His team has a little momentum after beating the Cardinals 4-2 Sunday at Busch Stadium, knocking the defending world champions seven games back in the NL Central.
His closer is back in the saddle after a rough week. His hitters stranded 14 runners Sunday but managed to get by. And his four-man rotation is starting to step up at the right time.
"The only thing that will concern me is if I get a heart attack," Piniella said with a laugh.
Though the Cubs are the leading cause of heart palpitations in Chicago these days, they're hanging on to their slim lead with some unlikely heroes and some big-time plays.
Matt Murton's three-run homer off the left-field foul pole ignited a four-run third inning, Geovany Soto contributed four hits and Jason Marquis and the bullpen made it hold up.

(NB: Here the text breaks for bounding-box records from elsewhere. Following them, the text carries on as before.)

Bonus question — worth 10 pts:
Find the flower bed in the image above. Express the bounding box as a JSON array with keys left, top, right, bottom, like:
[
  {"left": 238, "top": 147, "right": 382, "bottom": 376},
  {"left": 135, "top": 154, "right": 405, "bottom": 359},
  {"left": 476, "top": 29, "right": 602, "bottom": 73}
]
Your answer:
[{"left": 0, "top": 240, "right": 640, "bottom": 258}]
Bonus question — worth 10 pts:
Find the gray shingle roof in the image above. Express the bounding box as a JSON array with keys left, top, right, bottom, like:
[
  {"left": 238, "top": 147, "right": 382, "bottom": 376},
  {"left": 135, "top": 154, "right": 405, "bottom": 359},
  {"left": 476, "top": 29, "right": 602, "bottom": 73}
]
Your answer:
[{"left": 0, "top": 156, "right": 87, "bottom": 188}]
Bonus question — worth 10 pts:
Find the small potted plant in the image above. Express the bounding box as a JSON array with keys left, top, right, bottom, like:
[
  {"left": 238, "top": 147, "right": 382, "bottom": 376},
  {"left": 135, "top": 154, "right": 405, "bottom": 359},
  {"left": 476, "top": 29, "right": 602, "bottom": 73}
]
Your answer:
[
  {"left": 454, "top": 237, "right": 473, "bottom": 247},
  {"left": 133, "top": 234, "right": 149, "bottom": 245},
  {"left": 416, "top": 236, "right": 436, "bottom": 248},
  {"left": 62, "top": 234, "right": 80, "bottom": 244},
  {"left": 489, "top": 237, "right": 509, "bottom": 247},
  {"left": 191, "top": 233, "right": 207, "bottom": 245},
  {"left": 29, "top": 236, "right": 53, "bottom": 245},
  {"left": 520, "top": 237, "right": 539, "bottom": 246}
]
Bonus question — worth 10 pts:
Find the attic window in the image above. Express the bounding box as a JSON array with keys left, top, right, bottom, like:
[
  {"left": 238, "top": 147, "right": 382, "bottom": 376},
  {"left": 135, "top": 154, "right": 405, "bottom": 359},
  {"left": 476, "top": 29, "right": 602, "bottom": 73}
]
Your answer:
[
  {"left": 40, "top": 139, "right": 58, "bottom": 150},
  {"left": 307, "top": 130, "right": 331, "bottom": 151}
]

Even rookie Sam Fuld jumped into the picture, making a leaping catch along the right-field foul line in the eighth inning to foil Scott Spiezio with a man on base.
Only a couple of weeks ago, the Double-A outfielder thought he'd be at his New Hampshire home, watching the Cubs on TV.
"I didn't know what to expect," Fuld said. "It's obviously an honor, and I'm having a great time up here."
The Cubs finished a difficult 11-game stretch consisting of a 10-game road trip and a makeup game against St. Louis at Wrigley Field with a 7-4 record. They, in effect, knocked the Cardinals out of the race.
"It's big because it knocks them out of semi-contention," Marquis said after allowing one run in 6 1/3 innings. "It's tough to climb through two teams this late in the season."
Marquis (12-8) left with a 4-0 lead in the seventh before Carlos Marmol allowed his inherited runner to score and got into his own predicament, loading the bases on two-out walks to Rick Ankiel and Albert Pujols.
Bob Howry got out of the jam by inducing Jim Edmonds to pop out to first, then gave up an RBI single to Skip Schumaker in the eighth to make it a 4-2 game. But Ryan Dempster converted his second save in as many days, momentarily quieting his critics.
Does Dempster feel like Rex Grossman, where every mistake is magnified?
"Other than an occasional boo here or there, I don't pay attention," he said. "I don't listen to talk radio, and I don't read a whole lot. I just worry about trying to come in every day and prepare to pitch. I figure if I do my job, those questions will kind of answer themselves."
Getting contributions from backups like Murton and Soto is what makes the Cubs so tightly knit.
"The last couple of years, we weren't in this position," Murton said. "This is what you play for, because it really locks you in as a player."
Soto went 4-for-5 and the Cubs rapped out 13 hits, giving Piniella what he called "food for thought" in considering whether to let the rookie share playing time with veteran Jason Kendall down the stretch.
At one point in the sixth inning, Soto went out to the mound and put his arm around Marquis, acting like the veteran soothing the mind of a kid pitcher.
"At this point I feel like I can go out there like a leader and tell him to calm down," Soto said.
It worked. Marquis got Spiezio on a grounder to escape the threat.
Now Piniella believes the schedule is in the Cubs' favor.
"I felt this whole thing was in Milwaukee's favor until we got through today," Piniella said. "We had more road games, and we got the doubleheader here. Now all of a sudden we've got some night games. We've got a few days off finally. Milwaukee's had days off, and now they've got to play.
"After today the balance of the thing at least switches into our [favor] a little more–six games at home and six on the road. You've still got to play, but this was a tough stretch of games for this team, and it wasn't easy."